The real value in this book comes from the second part where Makrides addresses some of the same that I am dealing with in my dream project.  He had to find a way to explain clear parallels in religious expression overtime without falling back on tired arguments for the continuity of Greek culture.  To do this, he argues that Greeks over time consciously engaged in an intertextual reading of their religious past, selecting certain modes of expression (whether Hellenic or Christian) to suit particular strategic goals.  He presents these various strategies in a series of chapters which focus on the various strategies at play: Antithesis, Thesis, Conflict; Selection, Transformation, Synthesis; Symbiosis, Mixture, Fusion; Individuality, Distinctiveness, Idiosyncrasy.  This chapters demonstrate an impressive ability to understand a wide range of area of religious conflict ranging from clashes between Christians and Pagans in Late Antiquity to the politics of the Orthodox church under Ottoman rule to the church’s role in modern conflicts with secularizing forces within the Greek state and society.  The only thing that I really wished for was for Makrides to make more clear the link between a particular strategy and a particular situation.  In other words, were there patterns in how and when Greeks (broadly construed) deployed various religious strategies through time?  G. Jusdanis, Belated Modernity (Minneapolis 1991), for example, has made clear that modern Greece’s engagement with the modern was not random, but selective and strategic. 

The other curious weakness in the book is the lack of any sustained conversation about archaeology.  Archaeology in Greece has long played on both nationalist, but also religious impulses within Greek society.  Moreover, archaeologists often express the vocation of archaeology in religious terms.  Makrides acknowledges this with a quote from Yiannis Sakellarakis who considered his “higher calling ” to be “a hunter of the mystical continuity of place.” (229)  Y. Hamilakis recent work The Nation and its Ruins: Antiquity, Archaeology and National Imagination in Greece (Oxford 2007) dealt with some of these matters specifically. 

Preserving and producing the archaeology of the Hellenic past not infrequently involved overwriting the history of Byzantine and Christian Greece.  Foreign archaeologists destroyed numerous churches in search of inscriptions or Classical buildings. Major, recurring restoration projects like those on the Parthnon on the Athenian Acropolis have likewise eliminated traces of Christian antiquity in an effort to preserve an more authentic expression of a Classical ideal.  As a rule, Byzantine , Ottoman, and Early Modern (19th c.) monuments, many of which remain deeply embedded within the physical and ritual fabrics of communities have far less protection from the Greek state.  The physical manifestations of the conflict between Hellenic and Christian ideals within the Greek state is particularly crucial in an archaeological context because ancient, Hellenic monuments represent the most visible face of the nation to foreign visitors and in tourist, popular, and academic publications.  Historically Greece has catered to the interest of foreign visitors in this regard and suppressed or overlooked aspects of Greece’s Christian identity which nevertheless played a key role in its national development. 
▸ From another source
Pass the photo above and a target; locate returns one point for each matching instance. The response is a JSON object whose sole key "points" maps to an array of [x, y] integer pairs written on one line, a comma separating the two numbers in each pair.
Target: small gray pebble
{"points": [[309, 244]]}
Despite this missed opportunity, Makrides book is well worth reading! In particular, his emphasis on the persistent religious plurality in Greek society serves as a useful reminder to all states that romanticized and idealized images of a religious and culturally homogeneous past are almost always false.  Greece like so many Mediterranean countries has a long history of diverse forms of religious expression both within their Christian community, but also outside of it.  Thus, in his final analysis, part of the Christian and Hellenic legacy of Greece is the ability to respond to religious diversity through a variety of strategies and this is as good a thing for scholars of the past as it is for modern society.